Desmond Kingsford

Personal information
- Nationality: British (English)
- Born: 24 July 1914 Dublin, Ireland
- Died: 10 August 1944 (aged 30) Valdallière, Calvados, France

Sport
- Sport: Rowing
- Club: London Rowing Club

Medal record
Men's Rowing
Representing England
British Empire Games
| Gold medal – first place | 1938 Sydney | Eights |

= Desmond Kingsford =

British rower (1914–1944)

Desmond Glover Kingsford (24 July 1914 - 10 August 1944) was a rower who competed for Great Britain at the 1936 Summer Olympics. He was killed in action during the Second World War.

== Biography ==
Kingsford was the son of Douglas Hollingshead Kingsford of Calgary, Alberta, Canada, and his wife Margaret. He was educated at Pembroke College, Cambridge. In 1935, with his brother Annesley Kingsford, he was a member of the winning Cambridge boat in the Boat Race. He was in the winning crew again in 1936. He was also a member of the crew of the eight which came fourth representing Great Britain at the 1936 Summer Olympics in Berlin.

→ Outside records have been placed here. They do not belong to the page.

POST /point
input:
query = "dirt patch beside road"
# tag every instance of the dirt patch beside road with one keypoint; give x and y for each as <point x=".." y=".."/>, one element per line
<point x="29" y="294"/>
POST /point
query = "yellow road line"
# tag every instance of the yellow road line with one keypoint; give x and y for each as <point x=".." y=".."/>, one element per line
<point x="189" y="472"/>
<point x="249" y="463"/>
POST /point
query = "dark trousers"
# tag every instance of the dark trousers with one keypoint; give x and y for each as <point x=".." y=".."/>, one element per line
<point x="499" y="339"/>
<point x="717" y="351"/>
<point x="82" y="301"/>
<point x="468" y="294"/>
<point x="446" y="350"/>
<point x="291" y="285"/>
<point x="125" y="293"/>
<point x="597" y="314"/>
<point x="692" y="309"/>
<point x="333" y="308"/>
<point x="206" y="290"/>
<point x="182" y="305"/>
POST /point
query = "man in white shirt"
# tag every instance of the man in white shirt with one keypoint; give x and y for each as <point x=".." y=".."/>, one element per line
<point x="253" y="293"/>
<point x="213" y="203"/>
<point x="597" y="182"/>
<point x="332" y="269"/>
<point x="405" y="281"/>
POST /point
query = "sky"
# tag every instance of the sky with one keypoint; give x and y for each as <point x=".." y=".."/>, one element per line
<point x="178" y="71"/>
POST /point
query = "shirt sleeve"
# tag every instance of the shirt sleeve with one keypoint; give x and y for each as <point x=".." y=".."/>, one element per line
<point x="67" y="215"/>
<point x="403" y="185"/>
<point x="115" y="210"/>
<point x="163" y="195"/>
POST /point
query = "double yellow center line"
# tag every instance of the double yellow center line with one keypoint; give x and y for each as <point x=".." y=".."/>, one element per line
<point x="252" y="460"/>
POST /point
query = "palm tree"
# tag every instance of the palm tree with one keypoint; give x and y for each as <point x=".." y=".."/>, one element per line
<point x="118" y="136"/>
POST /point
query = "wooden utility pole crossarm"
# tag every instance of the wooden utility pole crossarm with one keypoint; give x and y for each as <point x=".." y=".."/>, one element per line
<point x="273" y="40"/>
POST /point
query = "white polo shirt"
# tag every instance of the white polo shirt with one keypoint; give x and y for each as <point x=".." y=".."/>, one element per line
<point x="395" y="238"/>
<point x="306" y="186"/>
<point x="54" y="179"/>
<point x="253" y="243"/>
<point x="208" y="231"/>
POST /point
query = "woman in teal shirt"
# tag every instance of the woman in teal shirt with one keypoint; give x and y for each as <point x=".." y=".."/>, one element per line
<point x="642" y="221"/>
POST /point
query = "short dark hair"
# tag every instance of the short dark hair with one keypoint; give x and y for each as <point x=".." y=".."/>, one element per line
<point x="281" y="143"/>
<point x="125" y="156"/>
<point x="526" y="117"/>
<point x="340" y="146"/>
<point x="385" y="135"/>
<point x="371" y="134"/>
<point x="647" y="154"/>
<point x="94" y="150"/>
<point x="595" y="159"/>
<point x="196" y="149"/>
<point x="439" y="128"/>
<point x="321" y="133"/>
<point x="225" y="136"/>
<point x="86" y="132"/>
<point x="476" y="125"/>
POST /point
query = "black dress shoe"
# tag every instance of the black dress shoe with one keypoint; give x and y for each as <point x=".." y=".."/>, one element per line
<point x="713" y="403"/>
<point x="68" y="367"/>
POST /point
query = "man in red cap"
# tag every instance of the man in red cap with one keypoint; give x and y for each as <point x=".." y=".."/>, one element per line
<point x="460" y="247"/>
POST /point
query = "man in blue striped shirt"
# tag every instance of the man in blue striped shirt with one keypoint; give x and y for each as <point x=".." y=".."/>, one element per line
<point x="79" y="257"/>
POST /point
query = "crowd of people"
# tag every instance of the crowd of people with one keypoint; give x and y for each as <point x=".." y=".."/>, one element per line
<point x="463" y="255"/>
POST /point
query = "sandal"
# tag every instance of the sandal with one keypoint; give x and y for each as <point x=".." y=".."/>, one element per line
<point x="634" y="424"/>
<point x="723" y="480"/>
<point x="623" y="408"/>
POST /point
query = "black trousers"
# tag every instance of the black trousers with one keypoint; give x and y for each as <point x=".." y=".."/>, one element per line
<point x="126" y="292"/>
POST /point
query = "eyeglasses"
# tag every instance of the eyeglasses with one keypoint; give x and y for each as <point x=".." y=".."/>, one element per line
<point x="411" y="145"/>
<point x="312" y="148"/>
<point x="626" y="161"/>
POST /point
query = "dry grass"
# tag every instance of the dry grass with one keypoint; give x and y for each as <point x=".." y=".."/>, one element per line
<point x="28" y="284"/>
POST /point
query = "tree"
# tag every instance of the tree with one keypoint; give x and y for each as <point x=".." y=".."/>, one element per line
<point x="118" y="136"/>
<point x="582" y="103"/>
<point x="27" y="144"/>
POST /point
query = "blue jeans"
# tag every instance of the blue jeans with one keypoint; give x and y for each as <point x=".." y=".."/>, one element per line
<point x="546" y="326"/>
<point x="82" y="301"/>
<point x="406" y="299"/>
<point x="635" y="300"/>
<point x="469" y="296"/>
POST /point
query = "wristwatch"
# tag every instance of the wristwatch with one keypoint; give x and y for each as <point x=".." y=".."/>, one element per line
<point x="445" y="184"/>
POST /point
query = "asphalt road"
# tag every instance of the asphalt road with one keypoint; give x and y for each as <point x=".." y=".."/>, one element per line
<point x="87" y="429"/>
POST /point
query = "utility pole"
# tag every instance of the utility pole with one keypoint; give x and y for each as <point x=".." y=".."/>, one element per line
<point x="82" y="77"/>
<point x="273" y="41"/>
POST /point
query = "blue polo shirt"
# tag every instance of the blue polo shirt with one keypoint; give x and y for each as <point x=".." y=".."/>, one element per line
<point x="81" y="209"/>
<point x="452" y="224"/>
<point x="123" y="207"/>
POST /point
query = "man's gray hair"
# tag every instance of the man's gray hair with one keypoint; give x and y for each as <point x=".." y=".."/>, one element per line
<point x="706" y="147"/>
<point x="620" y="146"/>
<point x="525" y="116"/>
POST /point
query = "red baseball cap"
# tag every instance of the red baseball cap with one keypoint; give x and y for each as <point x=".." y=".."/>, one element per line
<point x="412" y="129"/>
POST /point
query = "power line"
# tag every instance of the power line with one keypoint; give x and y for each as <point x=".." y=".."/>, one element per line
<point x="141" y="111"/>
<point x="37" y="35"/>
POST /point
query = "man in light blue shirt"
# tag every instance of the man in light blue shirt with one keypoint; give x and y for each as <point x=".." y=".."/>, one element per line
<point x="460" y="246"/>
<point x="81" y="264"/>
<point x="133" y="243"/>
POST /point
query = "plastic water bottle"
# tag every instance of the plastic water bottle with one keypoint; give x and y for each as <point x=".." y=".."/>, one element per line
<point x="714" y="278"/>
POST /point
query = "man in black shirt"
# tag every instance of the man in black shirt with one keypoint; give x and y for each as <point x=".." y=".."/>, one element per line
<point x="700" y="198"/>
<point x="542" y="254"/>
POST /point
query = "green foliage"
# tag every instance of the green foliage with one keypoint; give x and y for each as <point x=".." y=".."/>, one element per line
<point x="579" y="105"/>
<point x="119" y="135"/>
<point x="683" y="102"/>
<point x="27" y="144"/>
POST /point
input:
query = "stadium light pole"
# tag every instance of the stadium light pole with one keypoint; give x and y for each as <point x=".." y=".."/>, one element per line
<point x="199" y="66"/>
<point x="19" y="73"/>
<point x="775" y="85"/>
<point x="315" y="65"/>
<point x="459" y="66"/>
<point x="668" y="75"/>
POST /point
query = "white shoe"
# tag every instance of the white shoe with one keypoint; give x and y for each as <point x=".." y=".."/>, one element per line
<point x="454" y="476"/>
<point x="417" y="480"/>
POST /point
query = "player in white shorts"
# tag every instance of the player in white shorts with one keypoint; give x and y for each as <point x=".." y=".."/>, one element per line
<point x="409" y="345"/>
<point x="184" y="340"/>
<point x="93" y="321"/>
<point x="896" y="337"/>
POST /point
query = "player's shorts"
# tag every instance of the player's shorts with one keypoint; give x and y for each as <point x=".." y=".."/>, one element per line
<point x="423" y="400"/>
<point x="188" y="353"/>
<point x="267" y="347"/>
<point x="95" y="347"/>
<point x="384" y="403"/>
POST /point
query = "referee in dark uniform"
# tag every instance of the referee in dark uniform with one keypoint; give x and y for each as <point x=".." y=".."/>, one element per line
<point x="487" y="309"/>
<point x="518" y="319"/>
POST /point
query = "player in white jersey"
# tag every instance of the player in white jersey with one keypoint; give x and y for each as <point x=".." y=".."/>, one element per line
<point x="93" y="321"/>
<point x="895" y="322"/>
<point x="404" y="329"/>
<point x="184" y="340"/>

In 1937 he was runner-up in the Silver Goblets at Henley Royal Regatta competing for London Rowing Club when he partnered G M Lewis. At the 1938 British Empire Games he was a member of the English boat which won the gold medal in the eights competition.

Kingsford joined the Irish Guards as an officer, having been commissioned into the regiment in February 1940, and served in World War II. He was awarded the Military Cross for action on 3 August 1944 when he commanded a combat group ordered to seize the crossroads near Saint-Charles-de-Percy. They were initially held up by machine-gun and anti-tank fire but achieved their objective on the third attempt. His medal citation noted:

He handled his group with great skill and daring. Had Captain Kingsford not persisted in his efforts to overcome this opposition, great delay would have been imposed in the execution of the Divisional plan.

A week later he was killed in action at Tilly-sur-Seulles.